Ekonomist’in 17 - 30 Ağustos 2025 tarihli sayısından
Türkiye’nin yerli zincir otel markalarından Dedeman Otelleri, üçüncü kuşakla birlikte yaşanan kurumsallaşma süreci sonrasında atağa geçti. Profesyonel yöneticisi Ergün Demiray’ın dümeninde yeniden yapılanan marka, agresif büyüme stratejisiyle 2001’de iki olan marka sayısını 14’e, 17 olan otel sayısını da 46’sı faaliyette olan, imzası atılanlarla birlikte toplam 81 otele çıkardı. Yönetim kurulunda yer alan Banu Dedeman’ın oğlu dördüncü kuşak temsilcisi Murat Özmestci de şirkette aktif görev alıyor. 2024’te 80 milyon dolar ciro yapan zincir, 2025’i 110 milyon dolar ciro ile kapamayı hedefliyor. Dedeman Hotels & Resorts International Yönetim Kurulu Başkanı Ergün Demiray ile gelecek planlarını ve turizm sektörünü konuştuk.
“Şezlong ve otopark fırsatçılığı bitmeli”
“Yüksek maliyetli plaj girişleri ve benzeri uygulamalar fırsatçılık olarak görülebilir. Otopark ücretleri de kontrolden çıktı ve çok yüksek seviyelere ulaştı. Bu tür kontrolsüzlüklerin önüne geçilmeli. Ülkenin kanun yapıcıları ve belediyeler bazı konularda daha net ve düzenleyici adımlar atmalı. Özellikle çöp sorunu ve kamusal alan kullanımı konusunda şu denge sağlanmalı; insanlar kamusal alanları işgal etmemeli, ettirilmemeli. Sokaktaki çöpleri toplayıp dönüştürerek tekrar kazandırmak mümkün.”

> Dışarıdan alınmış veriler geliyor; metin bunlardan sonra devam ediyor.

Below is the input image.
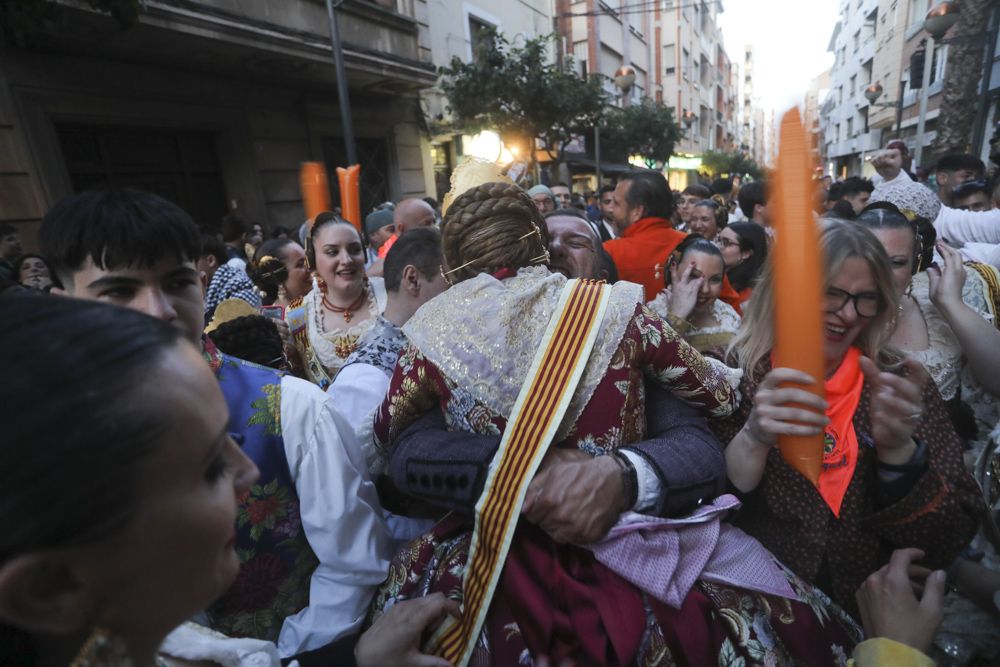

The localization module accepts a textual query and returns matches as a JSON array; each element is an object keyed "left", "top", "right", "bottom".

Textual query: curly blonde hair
[{"left": 441, "top": 182, "right": 550, "bottom": 284}]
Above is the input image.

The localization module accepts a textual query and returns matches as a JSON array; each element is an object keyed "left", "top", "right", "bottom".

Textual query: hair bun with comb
[{"left": 441, "top": 182, "right": 550, "bottom": 284}]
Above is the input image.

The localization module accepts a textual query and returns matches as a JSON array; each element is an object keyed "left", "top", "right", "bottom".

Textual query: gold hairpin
[
  {"left": 442, "top": 259, "right": 477, "bottom": 276},
  {"left": 529, "top": 250, "right": 550, "bottom": 264},
  {"left": 518, "top": 227, "right": 541, "bottom": 241}
]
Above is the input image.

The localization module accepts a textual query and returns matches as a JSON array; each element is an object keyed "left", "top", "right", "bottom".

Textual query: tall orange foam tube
[
  {"left": 337, "top": 165, "right": 362, "bottom": 233},
  {"left": 300, "top": 162, "right": 331, "bottom": 224},
  {"left": 772, "top": 109, "right": 825, "bottom": 486}
]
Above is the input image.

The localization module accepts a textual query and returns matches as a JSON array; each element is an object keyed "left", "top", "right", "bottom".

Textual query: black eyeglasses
[{"left": 823, "top": 287, "right": 882, "bottom": 318}]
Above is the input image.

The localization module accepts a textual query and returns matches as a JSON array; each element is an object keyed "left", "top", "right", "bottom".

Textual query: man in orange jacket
[
  {"left": 603, "top": 172, "right": 686, "bottom": 302},
  {"left": 604, "top": 171, "right": 743, "bottom": 312}
]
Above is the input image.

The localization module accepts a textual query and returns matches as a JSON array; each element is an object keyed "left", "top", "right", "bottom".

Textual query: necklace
[{"left": 321, "top": 289, "right": 367, "bottom": 324}]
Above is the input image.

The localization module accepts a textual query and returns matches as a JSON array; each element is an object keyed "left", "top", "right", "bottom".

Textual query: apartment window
[
  {"left": 849, "top": 74, "right": 856, "bottom": 97},
  {"left": 468, "top": 16, "right": 494, "bottom": 62},
  {"left": 846, "top": 117, "right": 854, "bottom": 137},
  {"left": 664, "top": 43, "right": 676, "bottom": 74},
  {"left": 852, "top": 30, "right": 860, "bottom": 52},
  {"left": 835, "top": 123, "right": 841, "bottom": 141},
  {"left": 682, "top": 48, "right": 690, "bottom": 80},
  {"left": 932, "top": 43, "right": 948, "bottom": 84}
]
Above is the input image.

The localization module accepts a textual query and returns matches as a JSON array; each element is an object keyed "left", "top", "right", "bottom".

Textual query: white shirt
[
  {"left": 934, "top": 205, "right": 1000, "bottom": 245},
  {"left": 932, "top": 205, "right": 1000, "bottom": 269},
  {"left": 328, "top": 363, "right": 389, "bottom": 469},
  {"left": 329, "top": 363, "right": 437, "bottom": 545},
  {"left": 276, "top": 375, "right": 392, "bottom": 657}
]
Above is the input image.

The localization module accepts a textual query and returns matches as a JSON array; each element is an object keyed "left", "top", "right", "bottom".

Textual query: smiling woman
[
  {"left": 712, "top": 219, "right": 981, "bottom": 621},
  {"left": 285, "top": 215, "right": 387, "bottom": 388}
]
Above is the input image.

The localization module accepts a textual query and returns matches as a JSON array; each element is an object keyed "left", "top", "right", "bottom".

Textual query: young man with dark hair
[
  {"left": 593, "top": 184, "right": 617, "bottom": 240},
  {"left": 951, "top": 179, "right": 993, "bottom": 212},
  {"left": 220, "top": 213, "right": 252, "bottom": 269},
  {"left": 603, "top": 170, "right": 685, "bottom": 300},
  {"left": 935, "top": 153, "right": 985, "bottom": 206},
  {"left": 838, "top": 176, "right": 875, "bottom": 214},
  {"left": 198, "top": 233, "right": 261, "bottom": 321},
  {"left": 550, "top": 182, "right": 572, "bottom": 209},
  {"left": 40, "top": 188, "right": 390, "bottom": 660},
  {"left": 329, "top": 227, "right": 448, "bottom": 497},
  {"left": 737, "top": 180, "right": 768, "bottom": 225}
]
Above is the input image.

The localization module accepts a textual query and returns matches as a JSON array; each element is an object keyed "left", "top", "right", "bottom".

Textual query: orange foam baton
[
  {"left": 337, "top": 165, "right": 361, "bottom": 232},
  {"left": 772, "top": 108, "right": 825, "bottom": 486},
  {"left": 300, "top": 162, "right": 331, "bottom": 224}
]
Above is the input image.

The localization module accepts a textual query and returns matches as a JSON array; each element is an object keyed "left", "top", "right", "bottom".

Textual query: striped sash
[{"left": 427, "top": 278, "right": 612, "bottom": 666}]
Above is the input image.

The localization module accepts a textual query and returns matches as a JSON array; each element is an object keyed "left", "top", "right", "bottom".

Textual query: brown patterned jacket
[{"left": 710, "top": 360, "right": 983, "bottom": 619}]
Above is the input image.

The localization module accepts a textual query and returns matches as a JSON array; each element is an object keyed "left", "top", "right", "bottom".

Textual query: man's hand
[
  {"left": 522, "top": 450, "right": 625, "bottom": 544},
  {"left": 356, "top": 593, "right": 460, "bottom": 667},
  {"left": 855, "top": 548, "right": 945, "bottom": 654}
]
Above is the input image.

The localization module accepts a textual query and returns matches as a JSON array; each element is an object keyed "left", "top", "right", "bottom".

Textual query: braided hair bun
[
  {"left": 249, "top": 239, "right": 294, "bottom": 305},
  {"left": 441, "top": 182, "right": 549, "bottom": 284}
]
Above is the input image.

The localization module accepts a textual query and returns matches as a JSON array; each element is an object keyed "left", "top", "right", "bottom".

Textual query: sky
[{"left": 718, "top": 0, "right": 839, "bottom": 116}]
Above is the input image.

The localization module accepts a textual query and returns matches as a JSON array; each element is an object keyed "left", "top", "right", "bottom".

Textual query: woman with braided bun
[
  {"left": 249, "top": 239, "right": 311, "bottom": 310},
  {"left": 368, "top": 181, "right": 860, "bottom": 666}
]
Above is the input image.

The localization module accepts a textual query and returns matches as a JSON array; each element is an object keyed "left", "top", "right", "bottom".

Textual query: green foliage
[
  {"left": 438, "top": 29, "right": 609, "bottom": 159},
  {"left": 601, "top": 99, "right": 683, "bottom": 168},
  {"left": 701, "top": 149, "right": 764, "bottom": 180},
  {"left": 1, "top": 0, "right": 142, "bottom": 46}
]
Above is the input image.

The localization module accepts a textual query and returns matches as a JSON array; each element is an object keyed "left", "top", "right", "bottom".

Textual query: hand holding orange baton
[{"left": 771, "top": 108, "right": 825, "bottom": 485}]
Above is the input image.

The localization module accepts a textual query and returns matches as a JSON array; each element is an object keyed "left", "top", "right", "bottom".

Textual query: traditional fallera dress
[
  {"left": 286, "top": 277, "right": 387, "bottom": 389},
  {"left": 369, "top": 266, "right": 860, "bottom": 666},
  {"left": 903, "top": 263, "right": 1000, "bottom": 664}
]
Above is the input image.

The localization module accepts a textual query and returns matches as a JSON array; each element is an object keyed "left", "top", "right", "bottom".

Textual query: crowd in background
[{"left": 2, "top": 134, "right": 1000, "bottom": 667}]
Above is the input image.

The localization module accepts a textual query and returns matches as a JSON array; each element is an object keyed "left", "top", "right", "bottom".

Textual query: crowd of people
[{"left": 1, "top": 137, "right": 999, "bottom": 667}]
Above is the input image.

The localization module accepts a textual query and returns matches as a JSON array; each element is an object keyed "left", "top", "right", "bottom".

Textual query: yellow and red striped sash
[{"left": 426, "top": 278, "right": 612, "bottom": 666}]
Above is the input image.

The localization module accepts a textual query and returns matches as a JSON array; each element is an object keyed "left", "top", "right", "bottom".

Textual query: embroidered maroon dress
[{"left": 369, "top": 267, "right": 860, "bottom": 665}]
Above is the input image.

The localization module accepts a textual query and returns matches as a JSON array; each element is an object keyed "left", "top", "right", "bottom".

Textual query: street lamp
[
  {"left": 613, "top": 66, "right": 636, "bottom": 107},
  {"left": 923, "top": 1, "right": 960, "bottom": 40},
  {"left": 864, "top": 81, "right": 905, "bottom": 138},
  {"left": 910, "top": 2, "right": 961, "bottom": 167},
  {"left": 920, "top": 0, "right": 998, "bottom": 155}
]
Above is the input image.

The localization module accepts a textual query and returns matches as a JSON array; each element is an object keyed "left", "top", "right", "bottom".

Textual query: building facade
[
  {"left": 656, "top": 1, "right": 739, "bottom": 163},
  {"left": 420, "top": 0, "right": 554, "bottom": 199},
  {"left": 822, "top": 0, "right": 882, "bottom": 178},
  {"left": 820, "top": 0, "right": 1000, "bottom": 176},
  {"left": 0, "top": 0, "right": 437, "bottom": 248}
]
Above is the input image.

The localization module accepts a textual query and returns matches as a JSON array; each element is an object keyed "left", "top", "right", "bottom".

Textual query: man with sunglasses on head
[{"left": 952, "top": 180, "right": 994, "bottom": 213}]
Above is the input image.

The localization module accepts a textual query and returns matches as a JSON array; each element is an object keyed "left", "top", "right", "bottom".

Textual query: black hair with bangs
[{"left": 39, "top": 188, "right": 201, "bottom": 286}]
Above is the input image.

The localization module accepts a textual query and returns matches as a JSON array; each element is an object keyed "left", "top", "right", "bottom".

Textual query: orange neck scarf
[{"left": 819, "top": 346, "right": 864, "bottom": 516}]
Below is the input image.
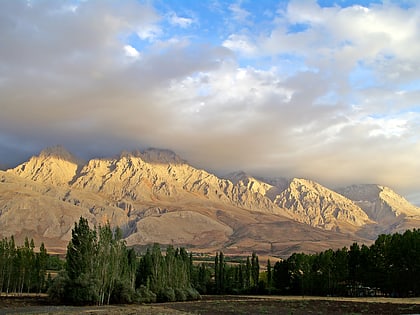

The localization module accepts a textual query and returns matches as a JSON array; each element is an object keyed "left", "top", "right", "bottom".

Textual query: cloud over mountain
[{"left": 1, "top": 0, "right": 419, "bottom": 205}]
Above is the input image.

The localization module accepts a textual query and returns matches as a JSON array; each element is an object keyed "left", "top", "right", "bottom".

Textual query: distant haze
[{"left": 1, "top": 1, "right": 419, "bottom": 205}]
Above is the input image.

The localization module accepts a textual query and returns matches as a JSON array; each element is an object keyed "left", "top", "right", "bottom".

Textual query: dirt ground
[{"left": 1, "top": 295, "right": 420, "bottom": 315}]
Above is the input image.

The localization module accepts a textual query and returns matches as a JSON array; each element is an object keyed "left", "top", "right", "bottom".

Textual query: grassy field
[{"left": 1, "top": 295, "right": 420, "bottom": 314}]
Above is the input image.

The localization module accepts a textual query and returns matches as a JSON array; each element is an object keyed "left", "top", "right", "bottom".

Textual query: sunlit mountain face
[{"left": 1, "top": 147, "right": 419, "bottom": 257}]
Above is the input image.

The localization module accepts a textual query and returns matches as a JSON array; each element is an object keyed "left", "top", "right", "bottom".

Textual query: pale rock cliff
[
  {"left": 223, "top": 172, "right": 291, "bottom": 217},
  {"left": 336, "top": 184, "right": 420, "bottom": 222},
  {"left": 254, "top": 176, "right": 290, "bottom": 200},
  {"left": 274, "top": 178, "right": 372, "bottom": 230},
  {"left": 72, "top": 151, "right": 289, "bottom": 217},
  {"left": 0, "top": 170, "right": 94, "bottom": 252},
  {"left": 7, "top": 145, "right": 83, "bottom": 186}
]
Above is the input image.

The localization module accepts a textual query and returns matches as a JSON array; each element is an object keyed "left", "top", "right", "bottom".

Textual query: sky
[{"left": 1, "top": 0, "right": 420, "bottom": 204}]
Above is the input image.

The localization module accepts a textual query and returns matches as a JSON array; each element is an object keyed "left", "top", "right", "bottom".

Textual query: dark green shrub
[
  {"left": 185, "top": 287, "right": 201, "bottom": 300},
  {"left": 64, "top": 274, "right": 99, "bottom": 305},
  {"left": 111, "top": 280, "right": 137, "bottom": 304},
  {"left": 174, "top": 287, "right": 187, "bottom": 301},
  {"left": 157, "top": 287, "right": 176, "bottom": 302},
  {"left": 47, "top": 271, "right": 68, "bottom": 304},
  {"left": 137, "top": 285, "right": 157, "bottom": 303}
]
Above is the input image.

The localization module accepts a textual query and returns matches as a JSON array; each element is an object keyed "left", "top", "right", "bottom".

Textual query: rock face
[
  {"left": 2, "top": 146, "right": 420, "bottom": 256},
  {"left": 335, "top": 184, "right": 420, "bottom": 236},
  {"left": 336, "top": 184, "right": 420, "bottom": 220},
  {"left": 8, "top": 145, "right": 83, "bottom": 186},
  {"left": 274, "top": 178, "right": 372, "bottom": 231}
]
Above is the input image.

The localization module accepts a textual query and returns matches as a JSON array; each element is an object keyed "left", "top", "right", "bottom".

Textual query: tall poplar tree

Dedeman Hotels & Resorts olarak kaç otelle faaliyettesiniz? Hangi markalarınıza talep var?
Toplam 14 markamızın çatısı altında açık 46 otelimizde 6 bin odamız var. Aslında Dedeman Suites & Residances’ı da otel konseptinde yaptığımız için imzası atılanlarla 81’e otele ulaşacağız ve 10 bin odayı geçeceğiz. 2025 sonunda 90 imzalı ve açılmayı bekleyen proje olur. Hedefimiz ise 100 otele ulaşmak. En çok talep gören markalarımız Managed by Dedeman, Rest by Dedeman. Markasını korumak isteyen ama yönetimi Dedeman’a devretmek isteyen yatırımcıların tercihi oluyor; Qrista Managed by Dedeman ve Elina Managed by Dedeman gibi. Özellikle küçük ölçekli butik otellerden yoğun talep var. Taksim, Ortaköy, Altınoluk gibi lokasyonlarda aynı yatırımcıya ait birkaç oteli işleteceğiz. Rest and More’lar da oldukça revaçta; temel olarak oda kahvaltı konseptine sahipler ve balo salonu, bar veya spa gibi ekstra olanaklar da sunuyorlar. En çok talebin Smart konseptine gelmesini isteriz. Smart oteller, gençlere ve genç kalmak isteyenlere yönelik, teknolojik altyapısı güçlü tesisler. Yatırım maliyetleri biraz yüksek olsa da daha az personelle işletilebildiği için kârlılık oranları da yüksek. Kıbrıs başta olmak üzere markalı konutlarla Suites and Residences’a çok talep var. Dedeman Village markasına talep geliyor. Yeni markamız Village Life ile sağlıklı aktif yaş alma merkezleri kuracağız.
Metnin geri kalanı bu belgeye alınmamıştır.